Country/Year: Australia, 2009

Directed by: Peter Andrikidis

Featuring: Don Hany, Susie Porter, Gerald Lepkowski, Aaron Fa'aoso, Daniela Farinacci, Renee Lim

Language: English

Running time: 354 mins

Distributor: Madman Entertainment

 

East West 101 - Season Two


Season two of this award-winning Australian drama starts off with a bang. Literally. A car bomb wreaks havoc in the suburbs of Sydney, leaving two people dead, and an apparently racially-motivated crime to be solved.

Less morally black-and-white and more emotionally engaging, this series will hold your attention from the first episode to the last. Malik is still fairly self-righteous, but the political correctness of the first series has been toned down a tad, to allow for more realistic and dramatically gratifying moral and ethical complexities. The storylines involve people from diverse cultures, and there are good and not-so-good elements in each of them. This makes a nice change from the rather too clear-cut moral divides in the first series.

Malik's nemesis from the first series is replaced here by an agent from the NSO (National Security Organisation), Richard Skerritt. The NSO has joined forces with the Major Crime Squad to solve the politically motivated crime of the bombing. Again, his character is a little too one-dimensional. He just looks like a baddie. It's a shame, really, but only a small matter.
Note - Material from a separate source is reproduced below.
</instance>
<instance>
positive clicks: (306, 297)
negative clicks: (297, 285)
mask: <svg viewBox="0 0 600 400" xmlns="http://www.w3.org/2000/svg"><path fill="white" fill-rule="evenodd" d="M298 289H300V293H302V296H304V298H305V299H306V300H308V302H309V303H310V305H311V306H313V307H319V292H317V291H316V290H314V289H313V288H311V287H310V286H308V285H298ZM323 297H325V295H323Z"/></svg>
The writers have chosen well, to give central character Zane Malik's colleagues more airtime. Indeed, one of the most interesting and moving storylines involves his boss, Patricia Wright (Susie Porter), who finds herself involved in a family drama that unleashes ghosts from her past. Making a recurrent appearance is Australian TV's man of the moment, Gyton Grantley, as her brother.

Timely themes such as cultural paranoia and the suffering of political refugees at the hands of unscrupulous people smugglers form the backdrop to this series, which ends on a dramatic note.